The first GtoPdb and GtoImmuPdb beta release of 2018 includes plenty of target and ligand updates as well as announcing some important new features.
As always, full content statistics for release 2018.1 can be found on the database about page
New website features
Disease listing and disease pages
For the first time, disease information has been gathered together in one place, under a new menu bar option called “Diseases”, which links to a full listing of all the diseases described in GtoPdb. In addition, an “Immuno disease” tab links to a listing of diseases that are relevant to immunology and linked to targets and ligands in GtoImmuPdb.
The table includes the number of targets and ligands that have been associated with the disease by our curators (note, so far only the relationships between ligands relevant to immunological diseases have been formalised in the database structure, so many diseases are not yet linked up to relevant ligands/drugs).
Individual disease pages include information about the disease, such as synonyms and links to Disease Ontology, OMIM or Orphanet where available.
Targets and ligands linked to the disease are listed, with information on disease-causing mutations if known. As noted above, currently the only ligands that have been formally associated with diseases cover the immunopharmacology domain, but we hope to extend this in the future. For further details see the help documentation
The image shows part of the full disease list. The immunologically-relevant diseases are also shown under a dedicated tab.

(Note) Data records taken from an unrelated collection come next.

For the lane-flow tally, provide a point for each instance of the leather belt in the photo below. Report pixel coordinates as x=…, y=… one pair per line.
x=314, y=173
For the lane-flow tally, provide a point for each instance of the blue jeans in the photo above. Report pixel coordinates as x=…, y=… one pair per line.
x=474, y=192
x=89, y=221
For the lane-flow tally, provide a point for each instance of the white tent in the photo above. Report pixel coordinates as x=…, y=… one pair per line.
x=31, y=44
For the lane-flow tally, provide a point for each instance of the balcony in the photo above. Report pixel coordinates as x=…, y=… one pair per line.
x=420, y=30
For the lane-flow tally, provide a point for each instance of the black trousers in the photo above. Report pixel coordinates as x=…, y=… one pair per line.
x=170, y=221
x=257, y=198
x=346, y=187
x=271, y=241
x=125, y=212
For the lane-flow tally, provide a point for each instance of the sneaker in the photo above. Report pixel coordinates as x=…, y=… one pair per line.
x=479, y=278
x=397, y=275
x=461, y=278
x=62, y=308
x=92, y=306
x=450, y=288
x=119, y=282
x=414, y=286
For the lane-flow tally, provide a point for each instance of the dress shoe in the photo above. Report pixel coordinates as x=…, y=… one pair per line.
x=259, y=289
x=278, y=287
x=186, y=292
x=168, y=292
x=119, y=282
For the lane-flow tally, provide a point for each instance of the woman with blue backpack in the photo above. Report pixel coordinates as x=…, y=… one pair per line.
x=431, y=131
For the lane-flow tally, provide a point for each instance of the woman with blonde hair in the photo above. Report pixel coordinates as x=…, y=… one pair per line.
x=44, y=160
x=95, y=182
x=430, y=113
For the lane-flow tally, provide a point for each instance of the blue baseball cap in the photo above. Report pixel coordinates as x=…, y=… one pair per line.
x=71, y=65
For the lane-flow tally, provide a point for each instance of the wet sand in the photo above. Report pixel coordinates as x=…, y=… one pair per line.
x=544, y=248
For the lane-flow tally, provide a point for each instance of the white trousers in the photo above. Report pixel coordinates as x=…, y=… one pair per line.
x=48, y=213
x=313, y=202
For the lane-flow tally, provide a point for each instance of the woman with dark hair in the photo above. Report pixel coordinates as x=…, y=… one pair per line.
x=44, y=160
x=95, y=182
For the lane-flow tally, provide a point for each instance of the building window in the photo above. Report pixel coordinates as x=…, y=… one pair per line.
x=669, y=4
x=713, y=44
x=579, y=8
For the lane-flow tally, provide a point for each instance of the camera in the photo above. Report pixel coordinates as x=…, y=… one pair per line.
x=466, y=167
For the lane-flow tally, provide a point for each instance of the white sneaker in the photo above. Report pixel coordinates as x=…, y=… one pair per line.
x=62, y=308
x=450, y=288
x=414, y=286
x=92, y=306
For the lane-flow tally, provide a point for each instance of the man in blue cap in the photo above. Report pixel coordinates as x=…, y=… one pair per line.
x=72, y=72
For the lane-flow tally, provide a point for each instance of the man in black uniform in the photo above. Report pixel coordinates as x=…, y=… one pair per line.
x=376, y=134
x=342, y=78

Showing a disease summary page with links to external resources and listing the associated targets and ligands in GtoPdb/GtoImmuPdb.
Pharmacology search tool
The new Pharmacology search tool
and browser can be found under the Advanced search drop-down menu. This tool allows users to upload target ID sets to retrieve a list of ligands which modulate those targets. Detailed information on how to use it can be found in the help page
. After uploading a list of IDs (e.g. UniProtKB accessions or Ensembl gene IDs), select the number of interactions to show, and optionally, the species for the target of the interaction. By default, the results will show the top 5 interactions ordered by decreasing affinity. On the results page, the targets are ordered by how many interactions they have that match the search criteria, with 10 targets per page. A more detailed table of results (including ligand structures and affinity values) is available to download as a CSV file by clicking the “Download” button at the top of the page.
Showing a section of the results page following a Pharmacology Search. The default search returns the top 5 interactions for each target.
We’ll be extending the functionality of the tool over the next few months, so please send us your feedback and bug reports to the usual email address!
These are some of the targets which have been updated in the new release.
ATP-binding cassette transporter family
SLC22 family of organic cation and anion transporters
An update has brought our BACE1 lead inhibitors collection up to 20 with the addition of elenbecestat (E2609) and RO5508887 as clinical candidates, NB-360 with a good brain penetration and Compound 12 [PMID:28626832] as an interesting precedent of a fragment with a PDB structure. Some of these also have approximate equipotency against with BACE2. Since nearly all BACE1 inhibitors have failed clinically over the last decade (with the Merck verubecestat even having abandoned the prodromal arm) the prospects for this mechanism of action look so bleak as to challenge the central hypothesis of APP secretase target validation. Our entries now give research groups the option of direct mouse model translational comparisons between these leads in the hope of providing at least some insight into failures and possible progress.
Other new data
From time to time we select entries from relatively new journals that are including quality pharmacology papers. This release includes two examples. The first of these, the BACE1-binding fragment in PDB, is from ACS-Omega. The second, a new GtoImmuPdb S1P1 inhibitor entry, is from Pharmacology Research & Perspectives as the new Wiley/ASPET journal.
Two members associated with GtoPdb recently presented at the SAFER project kick-off meeting. The aim is to provide mechanistic insights and pharmacological tools towards safer treatments for neurological diseases focusing initially on 5-HT2A and the training of PhD students. As a proof of concept for capturing new relevant structures, we have now added a sub-nanomolar 5-HT2A inhibitor to the database.
New data in the Guide to IMMUNOPHARMACOLOGY (GtoImmuPdb)
Since the last release at least 32 targets and 66 ligands have been added to GtoImmuPdb. The 2018.1 release also coincides with the beta 3 release of the GtoImmuPdb portal – more details of which are available in a separate blog post
. Other highlights include +20 ligands associated to immunological diseases, +1 target associated to disease, +57 targets associated to processes, and +8 targets associated to cell types.